Mejor a la luz de la cera que con un foco eléctrico. El equipo de elcabildo.org enciende estos cirios y focos a modo de sucinto balance de una Semana Santa vivida en una clave demasiado personal como para extenderse en juicios generales. Estamos en plena Octava de Pascua y el Tiempo de Gloria pide paso…

 

Cirios

Pasó la segunda Semana Santa sin procesiones y, parece, con el colectivo reforzado y respaldado por la ciudad. Los malagueños hicieron cola para ver a los titulares en sus templos y lugares de exposición y los cofrades se vieron desbordados. Ha quedado claro, por si a alguien le restaba alguna duda, que la ciudad sigue queriendo a sus cofradías. Responde cuando éstas ofrecen. La pelota está en el tejado de las hermandades: ¿hacemos lo suficiente en la promoción de las actividades de culto abiertas al público? ¿Informamos, valoramos y nos tomamos en serio como merecen los horarios de visitas a los titulares y las exposiciones en besapiés y besamanos -para cuando se puedan-? Hay muchas personas que sólo pisarán la iglesia este año en Semana Santa y quizá en alguna boda o bautizo…

Con todo, hay que destacar el esfuerzo de las albacerías y demás cofrades para montar los altares, preparar los turnos y otras labores, que se vio por completo recompensado por la mencionada acogida de la ciudad. De diez, por su parte, los medios de comunicación, cuyos esfuerzos, al estilo de una Semana Santa normal, merecen todos los elogios pues -sabemos de lo que hablamos- no es nada fácil llenar de contenido tanto espacio vacío. Y la provincia. Con Antequera a la cabeza, localidades como Archidona o Vélez-Málaga abrieron sus puertas a los visitantes también de la capital, que pudieron conocer la enorme riqueza artística y antropológica que acoge la provincia.

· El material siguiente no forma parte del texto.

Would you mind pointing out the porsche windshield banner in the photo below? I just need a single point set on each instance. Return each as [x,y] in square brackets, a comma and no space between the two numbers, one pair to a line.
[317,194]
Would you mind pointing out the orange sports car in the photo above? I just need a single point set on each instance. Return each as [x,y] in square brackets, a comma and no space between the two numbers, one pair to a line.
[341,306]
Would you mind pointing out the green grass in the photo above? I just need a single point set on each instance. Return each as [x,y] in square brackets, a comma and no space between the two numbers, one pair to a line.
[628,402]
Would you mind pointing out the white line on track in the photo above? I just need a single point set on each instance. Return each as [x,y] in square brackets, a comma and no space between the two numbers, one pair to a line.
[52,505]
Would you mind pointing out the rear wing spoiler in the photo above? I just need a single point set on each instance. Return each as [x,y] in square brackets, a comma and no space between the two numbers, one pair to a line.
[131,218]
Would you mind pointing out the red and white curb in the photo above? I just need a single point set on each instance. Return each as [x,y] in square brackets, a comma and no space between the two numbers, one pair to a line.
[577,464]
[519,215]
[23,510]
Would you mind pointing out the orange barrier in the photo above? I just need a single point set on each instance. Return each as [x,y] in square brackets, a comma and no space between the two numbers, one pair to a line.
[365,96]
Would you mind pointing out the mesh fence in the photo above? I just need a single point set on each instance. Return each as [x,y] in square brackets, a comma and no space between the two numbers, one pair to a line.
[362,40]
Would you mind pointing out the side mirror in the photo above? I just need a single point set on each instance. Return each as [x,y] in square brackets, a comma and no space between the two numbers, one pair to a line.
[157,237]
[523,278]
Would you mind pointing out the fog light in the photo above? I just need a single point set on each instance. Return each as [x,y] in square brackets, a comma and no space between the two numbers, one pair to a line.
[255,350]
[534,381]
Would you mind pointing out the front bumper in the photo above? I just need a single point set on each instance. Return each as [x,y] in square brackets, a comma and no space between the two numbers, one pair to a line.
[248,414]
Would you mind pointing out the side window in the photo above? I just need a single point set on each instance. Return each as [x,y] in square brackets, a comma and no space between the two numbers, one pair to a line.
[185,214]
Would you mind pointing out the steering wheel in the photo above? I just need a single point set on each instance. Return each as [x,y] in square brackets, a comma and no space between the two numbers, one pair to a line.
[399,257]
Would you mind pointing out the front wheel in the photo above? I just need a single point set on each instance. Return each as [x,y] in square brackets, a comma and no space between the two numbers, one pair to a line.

Y un último cirio, visto lo visto en el panorama andaluz: a la Iglesia de Málaga. Habrá matices, pero todos los templos han dispuesto prácticamente toda su infraestructura a disposición de las cofradías. Los párrocos sólo han reclamado espacio -como es lógico y las hermandades así deben apoyarlo y formar parte- para las celebraciones del Triduo Sacro y otros servicios religiosos. Pero nadie puede negar la buenísima disposición general de la Iglesia de Málaga a las cofradías y su acogida en esta Semana Santa. Éstas se han podido sentir verdaderamente en casa.

 

Focos

Ocurre muy a menudo y en las grandes fiestas también. En algunos casos aislados de fuerzas de seguridad y derivados de escala inferior: vigilantes, efectivos de Protección Civil… y hasta algún hermano con acreditación y chaqueta: da la sensación de que en algún momento se olvidan de que tratan con personas. Se comprende la tensión de su desempeño de trabajo, pero no se puede actuar de manera insolente de primeras. En el sueldo -o en el servicio que voluntariamente desempeñan- van los sinsabores de ese oficio, pero deben cuidar de que el ciudadano nunca lo pague, siendo tratado como ganado. Valga para las colas y para las bullas cuando éstas vuelvan. De la casi ausente Agrupación sólo cabe hablar de si las fotos de las visitas a los templos se han hecho con mejor o peor encuadre…

 

Ruegos y preguntas

¿Probamos a informar y promocionar los horarios de visita a las imágenes en sus días de culto? Igual viene más público. Primera Semana Santa con terrazas y sin tronos. Esta vez han ganado ellos más que las hermandades. Esperemos que la hostelería nos lo devuelva cuando regresemos a las calles. Y no se habla de dinero, sino ayudando a despejar calles y reduciendo el impacto visual y lumínico de sus negocios. Si convivimos, mejor para todos. ¿Hacían falta de verdad los pasacalles de bandas formando tapones en las calles? Tiempo de Pascua, tiempo de vacunas. Doble alegría.